You are not logged in.
Pages: 1
I'm having this really weird problem with my raid controller, and believe it or not, I think linux is causing somehow :S
For the last few months I've been using a RAID0 array connected to my onboard GSATA controller as a system drive. This is the motherboard http://www.newegg.com/Product/Product.a … 6813128375
It has two sata controllers, the other one is an intel controller.
Up until a couple of weeks ago I only had 1 OS on this computer, windows 7 installed on a partition on the raid array. The raid array is called TERARAID (just for future reference in this post).

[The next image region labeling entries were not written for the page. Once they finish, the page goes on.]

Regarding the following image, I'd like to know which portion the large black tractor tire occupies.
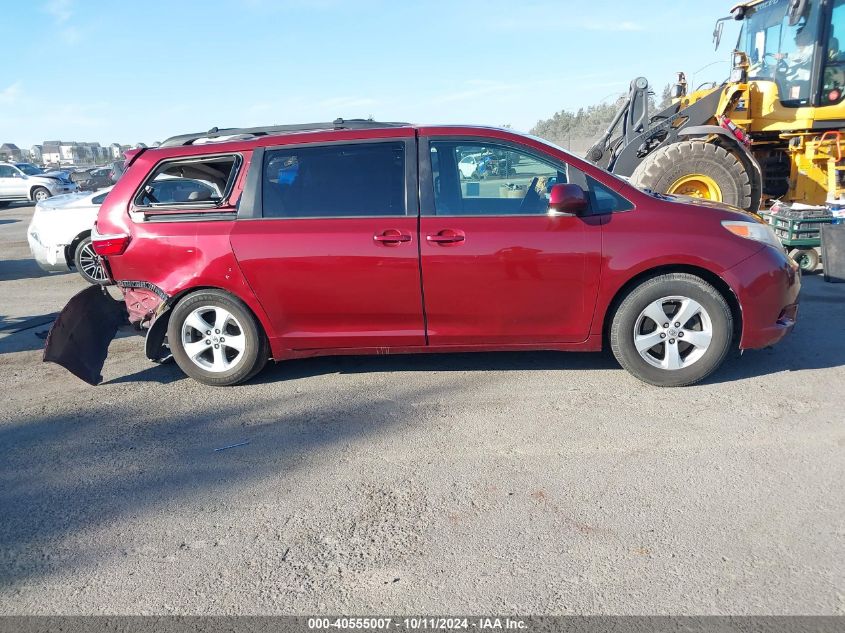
[631,141,752,210]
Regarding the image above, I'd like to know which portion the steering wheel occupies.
[519,176,540,213]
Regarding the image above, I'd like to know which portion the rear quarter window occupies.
[135,155,241,209]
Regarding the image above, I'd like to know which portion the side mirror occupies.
[549,184,590,215]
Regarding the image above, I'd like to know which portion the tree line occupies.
[530,84,672,155]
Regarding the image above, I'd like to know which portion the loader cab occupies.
[733,0,845,108]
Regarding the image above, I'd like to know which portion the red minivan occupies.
[45,119,800,386]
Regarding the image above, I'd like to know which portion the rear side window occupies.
[262,142,406,218]
[135,155,240,208]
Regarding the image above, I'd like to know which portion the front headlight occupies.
[722,220,783,250]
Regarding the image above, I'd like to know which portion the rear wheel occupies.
[610,273,733,387]
[73,237,109,284]
[631,141,752,209]
[32,187,50,202]
[167,290,269,386]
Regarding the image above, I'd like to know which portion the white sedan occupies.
[26,187,112,284]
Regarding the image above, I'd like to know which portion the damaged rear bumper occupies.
[44,286,129,385]
[44,282,175,385]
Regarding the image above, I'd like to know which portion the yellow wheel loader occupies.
[587,0,845,211]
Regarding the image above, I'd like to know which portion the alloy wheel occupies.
[79,242,108,283]
[182,306,246,373]
[633,296,713,371]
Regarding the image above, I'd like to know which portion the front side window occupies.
[431,141,567,215]
[740,0,821,107]
[821,0,845,106]
[262,141,406,218]
[135,156,240,207]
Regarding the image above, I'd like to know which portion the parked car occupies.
[26,187,111,284]
[45,120,800,386]
[70,166,114,191]
[0,163,76,208]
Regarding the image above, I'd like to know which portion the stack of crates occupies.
[760,206,834,249]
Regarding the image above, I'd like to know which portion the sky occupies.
[0,0,735,148]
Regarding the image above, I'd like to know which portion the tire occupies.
[609,273,733,387]
[790,248,819,273]
[32,187,50,203]
[73,236,109,286]
[631,141,756,211]
[167,290,269,386]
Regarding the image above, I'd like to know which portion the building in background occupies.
[0,143,24,161]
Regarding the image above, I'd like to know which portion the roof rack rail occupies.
[159,118,410,147]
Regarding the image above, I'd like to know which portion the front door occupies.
[420,139,601,345]
[231,136,425,350]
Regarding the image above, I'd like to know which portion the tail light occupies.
[91,233,129,255]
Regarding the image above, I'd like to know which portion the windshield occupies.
[739,0,819,106]
[15,163,44,176]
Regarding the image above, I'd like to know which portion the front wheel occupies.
[790,248,819,273]
[167,290,269,386]
[631,141,759,210]
[610,273,733,387]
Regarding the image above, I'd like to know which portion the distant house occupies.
[41,141,62,165]
[0,143,23,161]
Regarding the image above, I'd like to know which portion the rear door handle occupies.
[373,229,411,246]
[425,229,466,246]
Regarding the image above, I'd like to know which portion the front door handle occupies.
[373,229,411,246]
[425,229,466,246]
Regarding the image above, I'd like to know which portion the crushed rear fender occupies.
[44,286,129,385]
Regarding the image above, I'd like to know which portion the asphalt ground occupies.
[0,201,845,614]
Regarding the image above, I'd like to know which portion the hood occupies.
[33,190,91,209]
[645,190,763,221]
[40,171,72,182]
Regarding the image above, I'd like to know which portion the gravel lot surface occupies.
[0,201,845,614]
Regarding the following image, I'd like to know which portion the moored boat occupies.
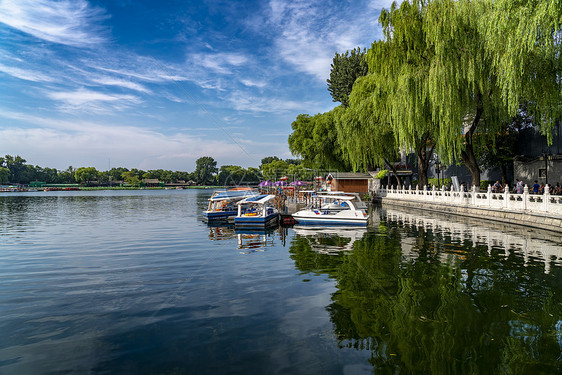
[203,188,258,221]
[293,195,369,226]
[234,194,279,228]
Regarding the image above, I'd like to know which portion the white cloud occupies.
[0,0,107,47]
[92,77,150,94]
[240,78,267,89]
[267,0,380,81]
[189,53,248,74]
[227,91,318,113]
[0,111,252,171]
[369,0,402,10]
[0,64,54,82]
[47,88,141,112]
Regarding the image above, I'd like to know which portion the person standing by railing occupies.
[515,179,524,194]
[533,180,541,194]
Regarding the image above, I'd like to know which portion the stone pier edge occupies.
[376,197,562,233]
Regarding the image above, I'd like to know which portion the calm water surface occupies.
[0,190,562,374]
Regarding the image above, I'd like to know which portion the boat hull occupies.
[203,210,238,221]
[234,212,279,228]
[293,211,369,227]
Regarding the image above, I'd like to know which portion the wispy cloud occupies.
[0,0,108,47]
[189,53,248,74]
[0,64,55,82]
[227,91,318,113]
[92,77,151,94]
[0,110,253,170]
[267,0,380,81]
[47,88,141,112]
[240,78,267,88]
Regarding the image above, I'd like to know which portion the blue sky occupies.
[0,0,391,171]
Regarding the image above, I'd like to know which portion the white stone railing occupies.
[375,185,562,216]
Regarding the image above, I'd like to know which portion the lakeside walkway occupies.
[375,186,562,232]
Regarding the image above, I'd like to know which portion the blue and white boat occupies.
[234,195,279,229]
[203,188,259,221]
[293,195,369,226]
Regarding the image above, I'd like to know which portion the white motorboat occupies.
[321,191,368,212]
[293,194,369,226]
[234,195,279,228]
[203,188,259,221]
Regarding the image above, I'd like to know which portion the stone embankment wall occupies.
[378,197,562,232]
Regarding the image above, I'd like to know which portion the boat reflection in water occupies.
[386,209,562,273]
[236,229,276,254]
[209,223,236,241]
[289,209,562,374]
[293,226,367,255]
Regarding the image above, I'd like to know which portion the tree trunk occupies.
[384,159,402,188]
[461,91,484,190]
[417,142,433,190]
[501,163,507,185]
[461,142,480,190]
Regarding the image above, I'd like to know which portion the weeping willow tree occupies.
[289,107,350,170]
[360,0,562,186]
[336,74,402,186]
[367,1,439,187]
[476,0,562,144]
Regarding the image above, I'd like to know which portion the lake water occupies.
[0,190,562,374]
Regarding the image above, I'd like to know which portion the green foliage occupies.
[428,177,453,188]
[474,0,562,144]
[375,169,388,180]
[194,156,218,185]
[260,156,281,167]
[121,170,141,187]
[74,167,99,183]
[327,47,369,107]
[480,180,495,190]
[0,155,26,183]
[336,74,398,171]
[217,165,261,186]
[0,167,10,184]
[289,111,350,171]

I've been able to mount TERARAID using dmraid to activate it until the latest kernel upgrade. Since then it hasn't been able to start in linux.
But that's not all, cause linux seems to cause the raid controller to malfunction temporarily so bad that TERARAID can't even be activated during post.

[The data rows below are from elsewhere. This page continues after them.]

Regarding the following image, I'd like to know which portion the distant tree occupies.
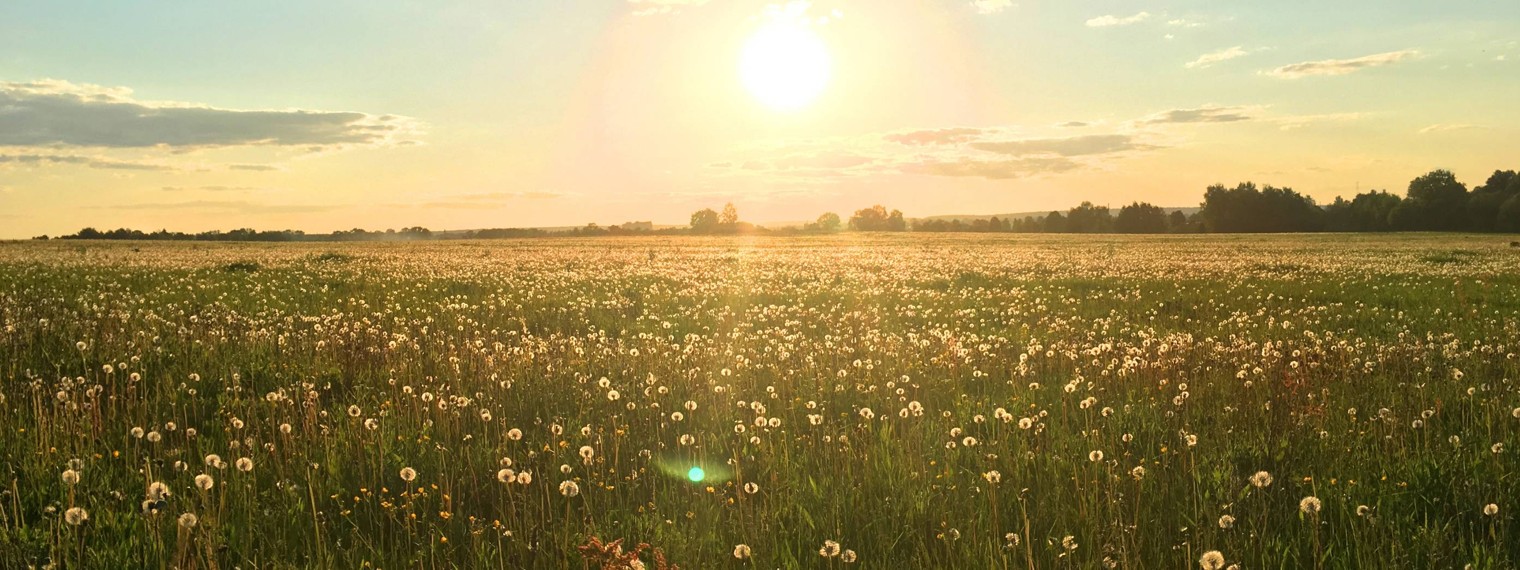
[1398,170,1467,231]
[1199,182,1322,233]
[692,208,717,234]
[1044,211,1066,234]
[1114,202,1166,234]
[1066,202,1114,234]
[1467,170,1520,231]
[1494,192,1520,233]
[850,204,886,231]
[815,211,844,231]
[1166,210,1189,234]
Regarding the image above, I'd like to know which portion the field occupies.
[0,234,1520,570]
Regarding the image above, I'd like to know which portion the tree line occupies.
[36,170,1520,242]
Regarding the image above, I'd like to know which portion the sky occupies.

I'm gonna try my best to explain this.
Lets just start with when I first turn on the computer.
It goes through post as normal and I can see TERARAID being activated in the GSATA bios.
Then I proceed to boot into Windows which is on a partition on TERARAID. Everything works fine, I can access all my data on the drives and the OS is completely stable, so it doesn't look like a drive failure at all.

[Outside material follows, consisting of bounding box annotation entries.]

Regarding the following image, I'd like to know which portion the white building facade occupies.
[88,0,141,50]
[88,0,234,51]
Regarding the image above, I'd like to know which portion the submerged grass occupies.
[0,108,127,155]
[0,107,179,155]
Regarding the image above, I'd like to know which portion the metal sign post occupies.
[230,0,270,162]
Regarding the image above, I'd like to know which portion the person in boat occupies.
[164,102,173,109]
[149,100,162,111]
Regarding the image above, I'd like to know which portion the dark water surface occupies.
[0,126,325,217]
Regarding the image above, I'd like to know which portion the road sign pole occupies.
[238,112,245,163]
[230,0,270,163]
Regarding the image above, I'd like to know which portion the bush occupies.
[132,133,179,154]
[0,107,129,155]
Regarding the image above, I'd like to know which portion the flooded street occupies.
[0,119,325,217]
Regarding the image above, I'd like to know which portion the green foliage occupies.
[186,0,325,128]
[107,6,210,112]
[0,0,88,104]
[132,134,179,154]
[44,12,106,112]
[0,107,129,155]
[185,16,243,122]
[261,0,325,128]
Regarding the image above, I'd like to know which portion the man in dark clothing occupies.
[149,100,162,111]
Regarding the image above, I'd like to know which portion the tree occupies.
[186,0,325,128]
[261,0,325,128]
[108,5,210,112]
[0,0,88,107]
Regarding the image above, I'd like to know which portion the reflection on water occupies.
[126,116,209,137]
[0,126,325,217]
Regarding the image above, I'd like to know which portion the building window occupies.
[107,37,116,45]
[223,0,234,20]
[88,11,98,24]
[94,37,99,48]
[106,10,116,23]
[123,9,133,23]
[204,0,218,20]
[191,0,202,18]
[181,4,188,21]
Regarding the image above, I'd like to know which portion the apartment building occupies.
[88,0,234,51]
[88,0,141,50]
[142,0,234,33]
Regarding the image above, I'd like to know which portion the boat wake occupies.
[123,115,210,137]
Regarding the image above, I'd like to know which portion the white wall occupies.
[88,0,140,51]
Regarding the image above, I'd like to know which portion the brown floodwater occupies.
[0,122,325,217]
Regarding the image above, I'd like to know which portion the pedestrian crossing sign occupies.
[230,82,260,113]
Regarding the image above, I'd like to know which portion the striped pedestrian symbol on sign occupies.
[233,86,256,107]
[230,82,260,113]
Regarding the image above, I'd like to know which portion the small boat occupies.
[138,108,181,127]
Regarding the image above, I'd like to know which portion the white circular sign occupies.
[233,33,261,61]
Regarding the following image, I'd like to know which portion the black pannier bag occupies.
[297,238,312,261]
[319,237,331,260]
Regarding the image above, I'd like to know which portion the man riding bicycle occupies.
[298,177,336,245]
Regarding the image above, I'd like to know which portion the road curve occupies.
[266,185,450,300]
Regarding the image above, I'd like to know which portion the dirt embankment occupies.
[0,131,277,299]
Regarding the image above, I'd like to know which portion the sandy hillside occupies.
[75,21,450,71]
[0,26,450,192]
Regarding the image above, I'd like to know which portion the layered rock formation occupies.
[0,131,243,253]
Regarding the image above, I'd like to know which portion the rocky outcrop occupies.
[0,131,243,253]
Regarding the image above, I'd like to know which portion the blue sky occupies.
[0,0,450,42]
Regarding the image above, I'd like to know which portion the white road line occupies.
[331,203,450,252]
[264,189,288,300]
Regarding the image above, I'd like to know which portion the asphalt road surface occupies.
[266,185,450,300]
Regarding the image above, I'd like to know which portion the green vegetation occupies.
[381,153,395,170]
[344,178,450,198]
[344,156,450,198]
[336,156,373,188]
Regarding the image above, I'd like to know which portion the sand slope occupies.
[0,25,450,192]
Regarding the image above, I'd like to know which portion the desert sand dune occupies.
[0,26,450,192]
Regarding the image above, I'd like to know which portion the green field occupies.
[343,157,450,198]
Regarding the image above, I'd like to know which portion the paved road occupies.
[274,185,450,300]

Note: I can reboot from windows and back into windows over and over again, the raid never fails.
The weirdness starts as soon as I boot into linux. I try to run dmraid -ay to activate the array but only 1 raided drive is found. Both drives in the array are detected, but only one of them seems to be a part of a raid array.
At first I just thought I had messed something up when I updated the kernel or something, BUT, when I reeboot from linux and POST is going through the raid menu, TERARAID fails to start, during post.
Both drives are detected, but only one of them raided. It's always the same drive too, I even tried switching the cables.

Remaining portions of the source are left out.